Aydoğan’ın bahsettiği ‘ticari’ kurum ve ödenek tartışmasının yanı sıra devletin bu yardımı dağıtmasındaki tek kriter bunlar değil. Kültür ve Turizm Bakanlığı, pandemi sürecinde yönetmelikteki bazı maddelerde değişikliğe ve de ödenek miktarında artırıma gitse de 2013 yılında, özel tiyatrolara yardımda ‘sansür’ tartışmasına sebep olan değişiklik hakkında bir gelişme yok.

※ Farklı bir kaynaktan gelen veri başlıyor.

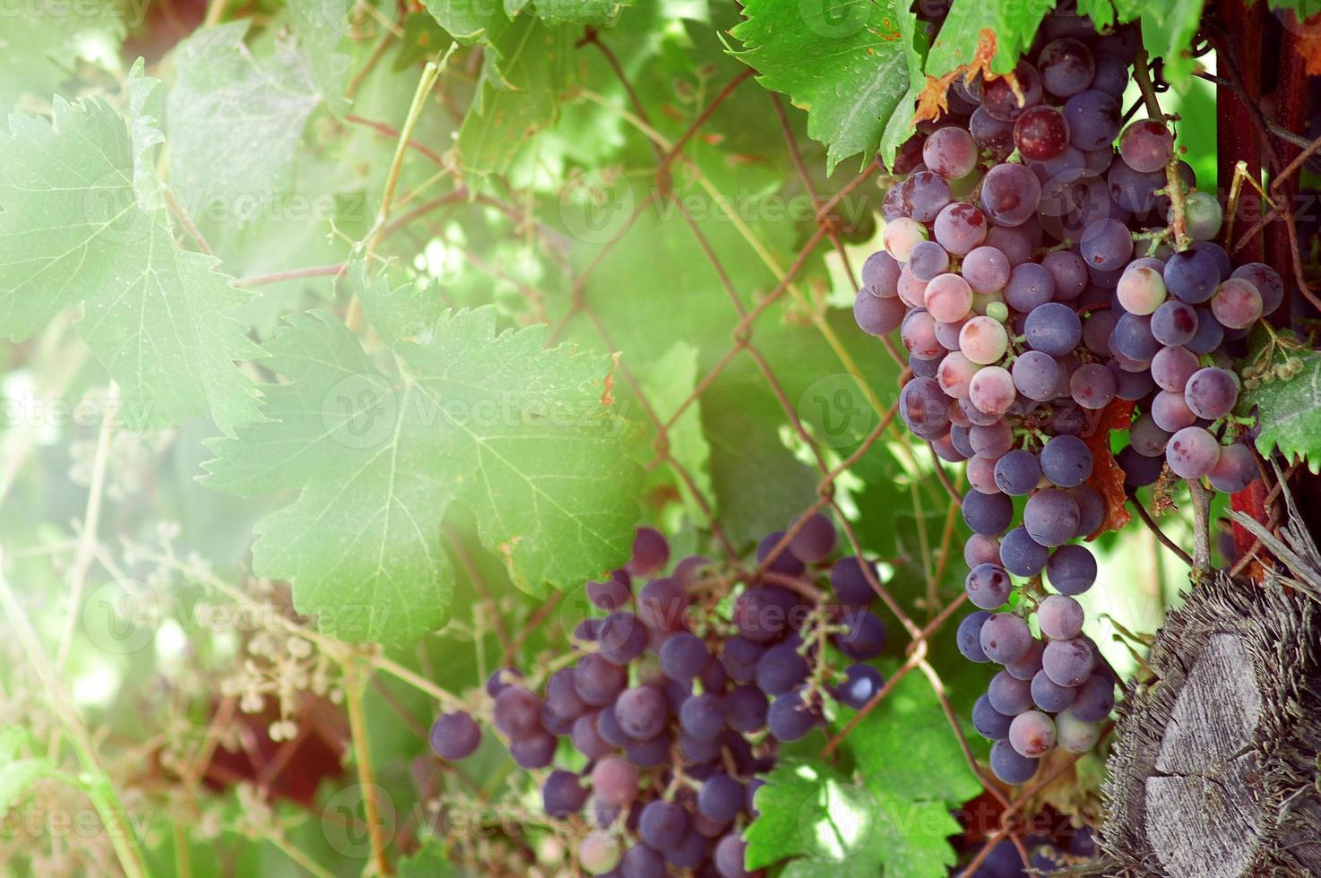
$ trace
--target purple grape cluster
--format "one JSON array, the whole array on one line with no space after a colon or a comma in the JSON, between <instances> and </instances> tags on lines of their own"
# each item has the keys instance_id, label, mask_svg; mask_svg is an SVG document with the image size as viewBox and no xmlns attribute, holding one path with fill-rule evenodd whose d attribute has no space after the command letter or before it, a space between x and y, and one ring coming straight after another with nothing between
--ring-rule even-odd
<instances>
[{"instance_id":1,"label":"purple grape cluster","mask_svg":"<svg viewBox=\"0 0 1321 878\"><path fill-rule=\"evenodd\" d=\"M884 685L868 664L886 640L871 611L875 568L853 556L831 562L835 548L822 515L787 540L770 533L721 614L727 586L707 558L662 574L668 544L642 528L629 564L587 584L604 615L573 631L572 664L542 685L514 668L491 676L491 724L519 766L551 768L560 738L587 759L581 771L553 768L542 782L546 813L580 821L585 871L761 874L745 867L741 838L757 813L757 775L774 767L781 743L824 722L826 698L859 709ZM845 667L826 658L827 640ZM461 759L480 735L470 714L449 713L436 721L432 747Z\"/></svg>"},{"instance_id":2,"label":"purple grape cluster","mask_svg":"<svg viewBox=\"0 0 1321 878\"><path fill-rule=\"evenodd\" d=\"M1129 487L1166 466L1227 492L1258 478L1225 346L1280 305L1284 284L1260 263L1234 269L1211 240L1221 206L1176 160L1165 121L1122 129L1139 46L1136 29L1098 34L1053 13L1012 75L955 81L947 111L900 151L885 248L853 306L864 331L900 330L909 429L967 462L978 610L958 644L1003 668L972 721L1007 783L1055 746L1089 750L1114 706L1116 680L1075 599L1096 578L1075 540L1106 519L1086 441L1103 411L1132 405L1118 457Z\"/></svg>"}]
</instances>

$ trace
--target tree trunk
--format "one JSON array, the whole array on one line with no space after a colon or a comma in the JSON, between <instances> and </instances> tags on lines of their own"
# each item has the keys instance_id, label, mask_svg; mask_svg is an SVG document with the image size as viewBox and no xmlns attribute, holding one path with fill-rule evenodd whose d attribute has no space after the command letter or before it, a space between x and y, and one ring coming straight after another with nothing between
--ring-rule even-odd
<instances>
[{"instance_id":1,"label":"tree trunk","mask_svg":"<svg viewBox=\"0 0 1321 878\"><path fill-rule=\"evenodd\" d=\"M1292 502L1283 543L1239 520L1289 573L1221 574L1170 613L1119 710L1089 874L1321 875L1321 557Z\"/></svg>"}]
</instances>

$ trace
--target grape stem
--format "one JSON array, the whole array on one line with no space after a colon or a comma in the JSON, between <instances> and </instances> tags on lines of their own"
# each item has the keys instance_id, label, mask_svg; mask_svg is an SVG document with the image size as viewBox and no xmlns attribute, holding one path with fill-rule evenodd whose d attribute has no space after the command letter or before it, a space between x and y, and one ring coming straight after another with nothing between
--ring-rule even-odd
<instances>
[{"instance_id":1,"label":"grape stem","mask_svg":"<svg viewBox=\"0 0 1321 878\"><path fill-rule=\"evenodd\" d=\"M1152 86L1151 71L1147 69L1147 50L1137 53L1133 61L1133 82L1143 92L1143 103L1147 106L1147 115L1156 121L1166 121L1169 116L1161 112L1160 102L1156 99L1156 87ZM1188 250L1193 242L1188 236L1188 220L1184 214L1184 181L1178 178L1178 151L1174 151L1165 165L1166 194L1169 195L1170 228L1174 230L1174 250Z\"/></svg>"},{"instance_id":2,"label":"grape stem","mask_svg":"<svg viewBox=\"0 0 1321 878\"><path fill-rule=\"evenodd\" d=\"M1211 495L1202 479L1186 479L1193 495L1193 577L1211 572Z\"/></svg>"},{"instance_id":3,"label":"grape stem","mask_svg":"<svg viewBox=\"0 0 1321 878\"><path fill-rule=\"evenodd\" d=\"M1156 524L1156 522L1152 519L1151 512L1147 511L1147 507L1143 506L1141 500L1137 499L1137 494L1132 490L1128 491L1128 502L1133 504L1133 508L1137 511L1137 518L1143 520L1143 524L1147 525L1147 529L1149 529L1152 533L1156 535L1156 539L1160 540L1161 545L1164 545L1166 549L1178 556L1178 560L1186 564L1188 566L1194 566L1192 556L1189 556L1188 552L1180 548L1177 543L1165 536L1165 532L1160 529L1160 525Z\"/></svg>"},{"instance_id":4,"label":"grape stem","mask_svg":"<svg viewBox=\"0 0 1321 878\"><path fill-rule=\"evenodd\" d=\"M367 681L371 679L369 663L350 660L345 663L345 702L349 709L349 733L353 738L354 762L358 767L358 783L362 787L362 801L367 812L367 837L371 841L371 857L376 862L376 874L391 874L390 860L386 856L386 840L380 829L380 803L376 800L376 782L371 770L371 746L367 739L367 721L362 710L362 698Z\"/></svg>"}]
</instances>

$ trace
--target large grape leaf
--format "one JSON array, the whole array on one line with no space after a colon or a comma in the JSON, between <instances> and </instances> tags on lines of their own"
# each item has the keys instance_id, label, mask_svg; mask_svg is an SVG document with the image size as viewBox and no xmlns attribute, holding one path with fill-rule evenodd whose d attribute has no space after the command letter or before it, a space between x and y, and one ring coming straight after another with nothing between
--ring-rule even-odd
<instances>
[{"instance_id":1,"label":"large grape leaf","mask_svg":"<svg viewBox=\"0 0 1321 878\"><path fill-rule=\"evenodd\" d=\"M911 46L911 49L904 53L908 59L908 91L900 98L898 106L894 107L890 118L885 120L885 129L881 133L880 153L881 161L886 166L894 164L894 154L904 145L904 141L913 135L913 111L917 98L926 83L922 70L926 65L927 51L930 51L926 32L918 30L917 16L913 15L910 8L902 9L896 16L896 21L898 22L904 45Z\"/></svg>"},{"instance_id":2,"label":"large grape leaf","mask_svg":"<svg viewBox=\"0 0 1321 878\"><path fill-rule=\"evenodd\" d=\"M369 313L394 296L378 279ZM406 644L448 618L452 503L528 591L622 564L641 470L604 401L613 363L546 338L497 334L490 306L446 312L399 341L384 372L333 314L287 318L267 345L285 379L266 388L271 420L214 442L206 465L219 490L299 492L258 524L258 573L292 580L330 634Z\"/></svg>"},{"instance_id":3,"label":"large grape leaf","mask_svg":"<svg viewBox=\"0 0 1321 878\"><path fill-rule=\"evenodd\" d=\"M852 716L852 712L844 712ZM840 720L840 726L848 717ZM950 731L930 681L909 673L849 733L857 767L873 790L909 800L958 804L982 791Z\"/></svg>"},{"instance_id":4,"label":"large grape leaf","mask_svg":"<svg viewBox=\"0 0 1321 878\"><path fill-rule=\"evenodd\" d=\"M835 727L853 716L841 710ZM856 772L781 762L757 791L746 833L753 867L793 857L782 874L939 878L956 862L950 808L982 786L931 685L910 673L845 738Z\"/></svg>"},{"instance_id":5,"label":"large grape leaf","mask_svg":"<svg viewBox=\"0 0 1321 878\"><path fill-rule=\"evenodd\" d=\"M1164 58L1162 77L1180 91L1193 81L1193 37L1202 21L1205 0L1173 3L1136 3L1141 12L1143 45L1153 58ZM1119 20L1133 16L1120 9Z\"/></svg>"},{"instance_id":6,"label":"large grape leaf","mask_svg":"<svg viewBox=\"0 0 1321 878\"><path fill-rule=\"evenodd\" d=\"M491 0L423 0L431 17L460 42L473 42L486 29L502 21L498 3Z\"/></svg>"},{"instance_id":7,"label":"large grape leaf","mask_svg":"<svg viewBox=\"0 0 1321 878\"><path fill-rule=\"evenodd\" d=\"M941 78L972 63L985 34L993 40L991 71L1009 73L1032 46L1037 26L1054 0L954 0L926 58L926 74Z\"/></svg>"},{"instance_id":8,"label":"large grape leaf","mask_svg":"<svg viewBox=\"0 0 1321 878\"><path fill-rule=\"evenodd\" d=\"M99 38L118 50L124 36L114 0L36 0L5 7L0 16L0 104L8 112L24 92L49 98Z\"/></svg>"},{"instance_id":9,"label":"large grape leaf","mask_svg":"<svg viewBox=\"0 0 1321 878\"><path fill-rule=\"evenodd\" d=\"M308 116L322 92L292 41L256 57L243 42L250 20L203 28L174 50L165 100L170 182L189 214L223 209L256 220L288 189Z\"/></svg>"},{"instance_id":10,"label":"large grape leaf","mask_svg":"<svg viewBox=\"0 0 1321 878\"><path fill-rule=\"evenodd\" d=\"M527 0L515 0L526 4ZM633 0L534 0L532 12L546 24L604 25L633 5Z\"/></svg>"},{"instance_id":11,"label":"large grape leaf","mask_svg":"<svg viewBox=\"0 0 1321 878\"><path fill-rule=\"evenodd\" d=\"M765 780L744 834L749 867L787 860L779 874L790 878L943 878L956 862L948 836L959 823L938 799L894 795L815 760L781 759Z\"/></svg>"},{"instance_id":12,"label":"large grape leaf","mask_svg":"<svg viewBox=\"0 0 1321 878\"><path fill-rule=\"evenodd\" d=\"M151 104L135 79L131 103ZM180 248L135 162L159 143L148 116L132 136L100 99L54 102L54 118L11 116L0 133L0 333L24 339L85 302L78 331L123 395L131 429L210 413L226 433L258 417L235 360L259 347L226 313L247 301L217 260Z\"/></svg>"},{"instance_id":13,"label":"large grape leaf","mask_svg":"<svg viewBox=\"0 0 1321 878\"><path fill-rule=\"evenodd\" d=\"M1239 366L1251 378L1239 395L1238 411L1250 415L1256 407L1258 450L1269 456L1279 449L1313 473L1321 470L1321 353L1275 346L1259 330Z\"/></svg>"},{"instance_id":14,"label":"large grape leaf","mask_svg":"<svg viewBox=\"0 0 1321 878\"><path fill-rule=\"evenodd\" d=\"M285 9L299 46L306 53L312 79L326 107L339 115L349 107L343 96L351 59L339 51L349 30L351 0L289 0Z\"/></svg>"},{"instance_id":15,"label":"large grape leaf","mask_svg":"<svg viewBox=\"0 0 1321 878\"><path fill-rule=\"evenodd\" d=\"M1301 1L1312 3L1313 0ZM1081 0L1078 13L1091 16L1098 28L1141 18L1143 45L1152 58L1165 59L1161 75L1182 91L1192 82L1190 50L1193 36L1202 20L1203 5L1205 0L1173 0L1173 3ZM1272 8L1275 8L1273 3Z\"/></svg>"},{"instance_id":16,"label":"large grape leaf","mask_svg":"<svg viewBox=\"0 0 1321 878\"><path fill-rule=\"evenodd\" d=\"M530 15L493 21L478 96L458 129L466 172L505 173L523 143L555 121L576 33Z\"/></svg>"},{"instance_id":17,"label":"large grape leaf","mask_svg":"<svg viewBox=\"0 0 1321 878\"><path fill-rule=\"evenodd\" d=\"M911 18L908 4L749 0L744 16L733 29L737 57L807 111L807 133L827 145L827 170L857 153L865 164L909 90L914 48L896 25Z\"/></svg>"}]
</instances>

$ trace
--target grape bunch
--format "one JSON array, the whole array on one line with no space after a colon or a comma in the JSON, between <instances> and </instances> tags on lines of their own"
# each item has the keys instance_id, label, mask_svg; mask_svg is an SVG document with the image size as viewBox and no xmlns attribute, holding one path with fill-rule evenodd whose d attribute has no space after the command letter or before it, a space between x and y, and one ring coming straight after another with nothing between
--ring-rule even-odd
<instances>
[{"instance_id":1,"label":"grape bunch","mask_svg":"<svg viewBox=\"0 0 1321 878\"><path fill-rule=\"evenodd\" d=\"M491 724L519 766L542 772L546 813L580 829L584 871L761 874L745 867L741 838L757 815L757 775L782 742L824 722L827 698L859 709L884 685L868 664L886 642L869 609L876 570L853 556L828 561L835 544L822 515L791 537L770 533L728 603L729 578L707 558L662 576L668 544L642 528L629 564L587 584L604 615L579 623L569 664L551 663L563 667L540 684L514 668L491 676ZM472 714L448 713L432 747L462 759L480 737ZM568 755L560 738L577 754L557 760Z\"/></svg>"},{"instance_id":2,"label":"grape bunch","mask_svg":"<svg viewBox=\"0 0 1321 878\"><path fill-rule=\"evenodd\" d=\"M1164 120L1122 128L1139 48L1136 29L1098 34L1057 12L1012 74L955 79L900 151L885 248L853 306L864 331L900 330L908 428L966 461L978 609L958 647L1001 667L972 722L1007 783L1055 746L1091 749L1114 706L1118 680L1077 601L1096 560L1075 540L1107 516L1094 487L1119 420L1107 409L1132 416L1118 456L1128 489L1166 466L1227 492L1259 473L1232 416L1230 353L1284 283L1260 263L1232 268L1213 240L1221 206Z\"/></svg>"}]
</instances>

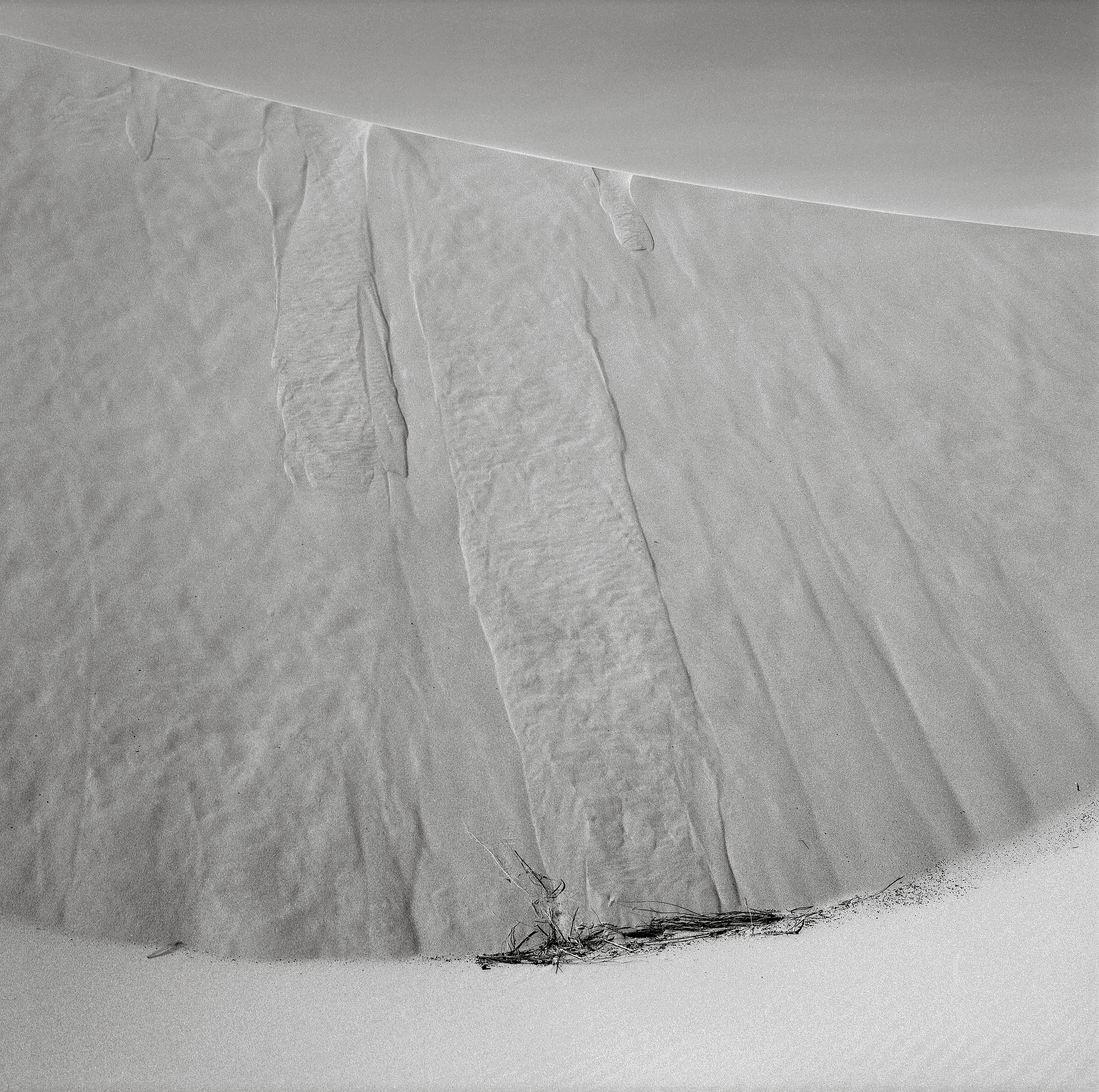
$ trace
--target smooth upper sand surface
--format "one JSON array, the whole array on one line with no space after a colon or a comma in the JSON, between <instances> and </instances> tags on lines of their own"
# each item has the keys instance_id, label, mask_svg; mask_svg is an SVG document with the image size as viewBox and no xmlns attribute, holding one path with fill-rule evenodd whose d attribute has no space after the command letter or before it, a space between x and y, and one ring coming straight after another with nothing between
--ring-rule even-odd
<instances>
[{"instance_id":1,"label":"smooth upper sand surface","mask_svg":"<svg viewBox=\"0 0 1099 1092\"><path fill-rule=\"evenodd\" d=\"M1099 772L1099 242L0 40L0 907L248 958L795 906Z\"/></svg>"},{"instance_id":2,"label":"smooth upper sand surface","mask_svg":"<svg viewBox=\"0 0 1099 1092\"><path fill-rule=\"evenodd\" d=\"M0 33L654 178L1099 233L1095 0L9 0Z\"/></svg>"},{"instance_id":3,"label":"smooth upper sand surface","mask_svg":"<svg viewBox=\"0 0 1099 1092\"><path fill-rule=\"evenodd\" d=\"M793 937L255 965L0 921L0 1088L1094 1089L1095 799Z\"/></svg>"}]
</instances>

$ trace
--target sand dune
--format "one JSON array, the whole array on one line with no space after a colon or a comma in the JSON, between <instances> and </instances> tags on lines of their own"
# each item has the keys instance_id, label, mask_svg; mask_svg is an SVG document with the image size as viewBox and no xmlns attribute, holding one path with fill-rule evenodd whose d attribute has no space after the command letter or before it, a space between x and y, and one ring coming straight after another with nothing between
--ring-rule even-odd
<instances>
[{"instance_id":1,"label":"sand dune","mask_svg":"<svg viewBox=\"0 0 1099 1092\"><path fill-rule=\"evenodd\" d=\"M0 62L4 912L470 952L476 839L625 920L1094 791L1099 241Z\"/></svg>"}]
</instances>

Zira birçok tiyatro sahnesi ve kişi ‘muhalif’ olduğu gerekçesiyle ödenek alamıyor.

Tiyatro çevrelerinde uzun zamandır tartışılan ve 2013’te yapılan değişiklikteki 14. maddede, tiyatroların alacakları yardım karşılığında “genel ahlak kurallarına uygun” oyun sahnelemek zorunda olacakları belirtildi. Protokole göre, yardım alan tiyatrolar “genel ahlak kurallarına uygun” oyun sahnelemezse, bakanlıkça verilen yardım 15 gün içinde yasal faiziyle birlikte geri alınacaktı. Bu düzenleme sonrası birçok özel tiyatro "desteği reddediyoruz" açıklaması yapmıştı. 15 Temmuz sonrası KHK’lerle birçok şehir tiyatrosu kapatılmış, tiyatrocular yine bu şekilde görevden alınmıştı.

İKİ UÇLU BİR İŞBİRLİĞİ

Peki, tüm bu kriterler yüzünden zaten destek alamayan, pandeminin kapısına kilit vurduğu özel tiyatrolar için çıkış yolu nedir? Kemal Aydoğan süregelen tartışmalar ve gelişmeler ışığında bu soruyu şöyle cevaplıyor: "Tiyatromuz Yaşasın imza kampanyası ile birlikte Türkiye’nin her yerinden tiyatrocular bir araya geldi. Sorunları tartışmaya niyetliyiz. Hükümet yetkililerinin de bu tartışmaya katılmasını bekliyoruz. Özel Tiyatroların koşulları sanatsal kapasitelerini artırmak lehine değişecektir. Yapılması gereken ticaret erbabı olmaktan kurtulup sanat kurumu statüsü kazanmaktır.

Merkezi ve yerel yönetimlerin oluşturacağı katılımcı kültür sanat politikaları doğrultusunda kolay erişilir sanat faaliyetleri olarak, kamusal alanda varlık kazanmaları sağlanmalıdır. Bunun yasalarla kayıt altına alınması gerekir. Tabii ki bu iki uçlu bir işbirliğidir. Bir tarafta kamu kurumları, diğer tarafta özel tiyatroların olduğu katılımcı, kültür sanat politikaları doğrultusunda bir işbirliği modeli. Gördüğümüz gibi yaşanmaz hale getirdiğimiz dünyayı her açıdan tekrar yaşanır bir mekan haline getirmek, bir dünya felaketini önlemek için maksimum sorumlulukla çalışan toplumu ve dünyadaki tüm canlıları kavrayan insani faaliyetler üretmek zorundayız zaten."